Low-dose aspirin is widely used for cardiovascular prophylaxis, but it may cause peptic ulceration and its complications, and oesophagitis. Proton-pump inhibitors may prevent such complications, but there are concerns about their cost, safety and possible interaction with clopidogrel. Famotidine is a histamine H2-receptor antagonist that may also be effective prophylaxis. Now a single-centre UK study has confirmed the effectiveness of famotidine.
A total of 404 adults attending cardiovascular, cerebrovascular or diabetes clinics at a Scottish hospital, taking aspirin 75–325 mg daily, and without ulcers or erosive oesophagitis on endoscopy, were randomized to famotidine 20 mg twice daily or placebo. At 12 weeks, gastric ulcers had developed in 3.4% (famotidine) versus 15% (placebo), duodenal ulcers in 0.5% versus 8.5% and erosive oesophagitis in 4.4% versus 19%. Four patients, all in the placebo group, were admitted to hospital with upper gastrointestinal haemorrhage. Adverse events were less common in the famotidine group.

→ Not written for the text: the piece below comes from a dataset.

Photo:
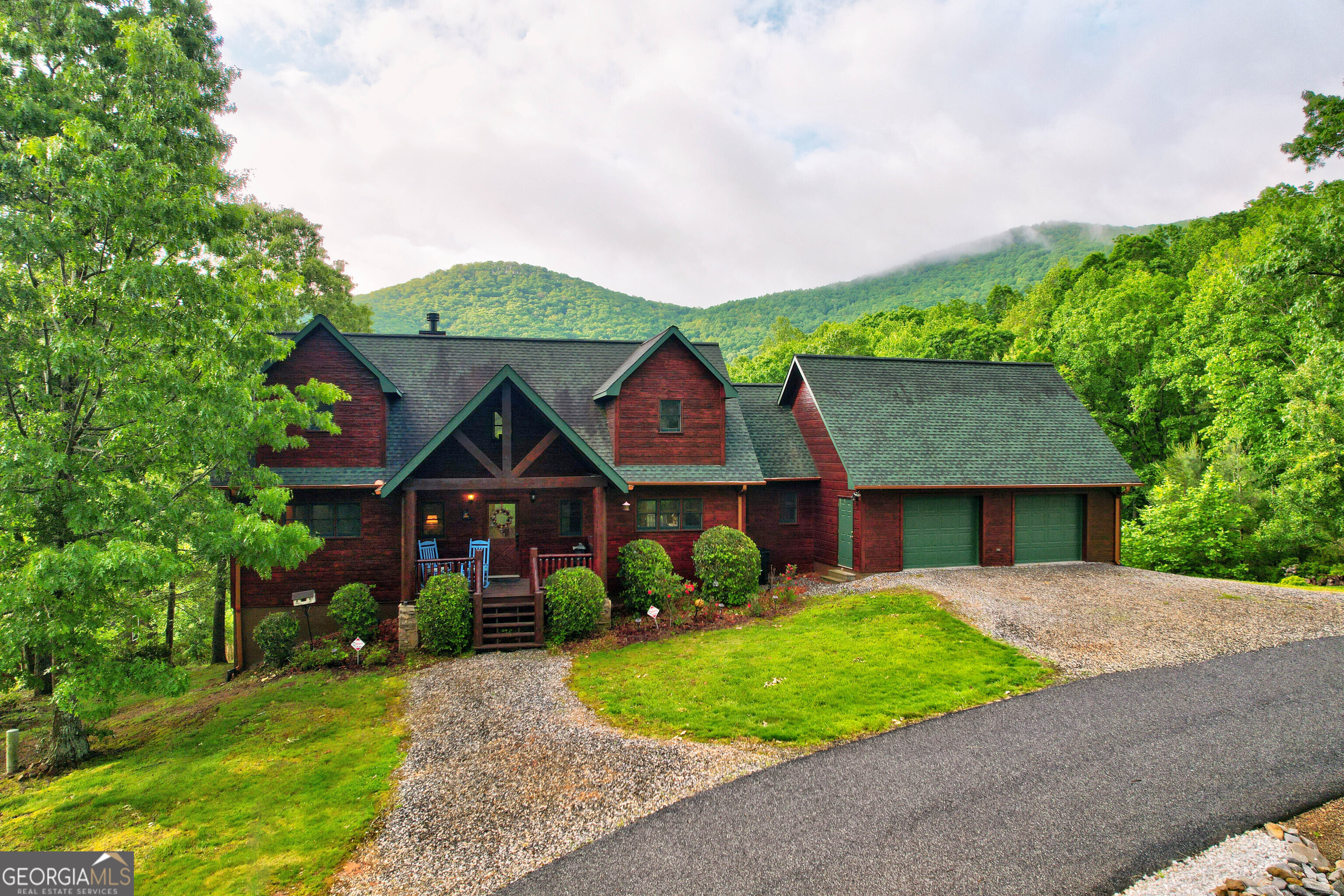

Famotidine is effective in the prevention of gastric or duodenal ulcers or erosive oesophagitis in people taking low-dose aspirin.
Taha AS, et al. Famotidine for the prevention of peptic ulcers and oesophagitis in patients taking low-dose aspirin (FAMOUS): a phase III, randomised, double-blind, placebo-controlled trial. Lancet 2009;374:119– 125; Hawkey CJ. NSAIDs and aspirin: notorious or FAMOUS.